The Eye felt cold against my skeletal fingers, pulsing with a faint, rhythmic light that seemed to say, “Oh, you are going to hate this,” but I ignored the psychic warning and settled in with a generous glass of red as I began to flick through the threads of fate.

Sifting through the shimmering visions, I revisited the early days. I watched Ramssee deluding the old King Karl—whispering into the man’s ear like a tick burrowing into hide. I saw him and Kaoz grooming the boy-prince Diked. They hadn’t just scarred his skin; they had performed a masterful bit of psychological masonry, building a future king they could control. And they’d even managed to get the first miners to Akka and open its doors. I’d even paid them a virtual visit to keep Kaoz and Ramssee in line just before I’d left for my Atlantean adventure.

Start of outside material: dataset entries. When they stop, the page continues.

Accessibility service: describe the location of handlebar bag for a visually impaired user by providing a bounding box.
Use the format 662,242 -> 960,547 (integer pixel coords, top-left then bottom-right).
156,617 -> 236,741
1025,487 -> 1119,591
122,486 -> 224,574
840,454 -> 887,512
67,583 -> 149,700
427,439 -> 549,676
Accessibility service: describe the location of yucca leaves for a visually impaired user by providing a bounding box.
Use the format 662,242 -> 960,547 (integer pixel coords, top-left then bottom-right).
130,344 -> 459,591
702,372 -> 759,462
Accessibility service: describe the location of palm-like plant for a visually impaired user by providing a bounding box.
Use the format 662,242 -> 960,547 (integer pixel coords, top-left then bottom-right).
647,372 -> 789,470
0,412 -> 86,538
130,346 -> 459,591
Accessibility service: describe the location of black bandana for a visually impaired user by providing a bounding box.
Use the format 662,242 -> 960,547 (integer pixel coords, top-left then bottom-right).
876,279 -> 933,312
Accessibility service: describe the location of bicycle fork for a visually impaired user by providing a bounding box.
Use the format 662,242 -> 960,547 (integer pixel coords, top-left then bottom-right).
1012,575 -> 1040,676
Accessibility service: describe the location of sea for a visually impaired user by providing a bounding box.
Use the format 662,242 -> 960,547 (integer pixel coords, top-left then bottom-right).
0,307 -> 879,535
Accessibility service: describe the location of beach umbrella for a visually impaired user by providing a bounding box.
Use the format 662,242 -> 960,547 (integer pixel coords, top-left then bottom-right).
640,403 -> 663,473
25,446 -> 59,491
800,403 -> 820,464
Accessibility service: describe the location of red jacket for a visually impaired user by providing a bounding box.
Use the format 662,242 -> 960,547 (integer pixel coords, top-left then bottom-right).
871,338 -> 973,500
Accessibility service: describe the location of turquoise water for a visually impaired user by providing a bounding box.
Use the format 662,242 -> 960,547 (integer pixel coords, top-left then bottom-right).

Yes, in the beginning it was all going so well.

But then, the plot curdled.

While I was swimming with the dolphins down in Atlantis, I watched what happened in Fubar – how Ramssee, that over-reaching fool, began to believe he was the author of the story rather than a footnote. He’d helped Diked bump off his father, scare off his older brother, and become king. He’d manipulated Diked into annexing the entire Akka region for the human kingdom of Orkney, and claim ownership rights to all the ‘abandoned’ Drokka treasures just waiting to be recovered. That was all well and good. And I didn’t even mind when I saw Ramssee pocketing the lion’s share of the Akka riches, “donating” just enough to the Orkney nobles to buy their loyalty, even as he was undermining Diked’s rule. But I had a big problem when I saw how my little snake man was dreaming of being an “Emperor of the North.”

An Emperor! I spat at The Eye’s vision. The audacity of a creature who I created? Who thinks he can escape my clutches?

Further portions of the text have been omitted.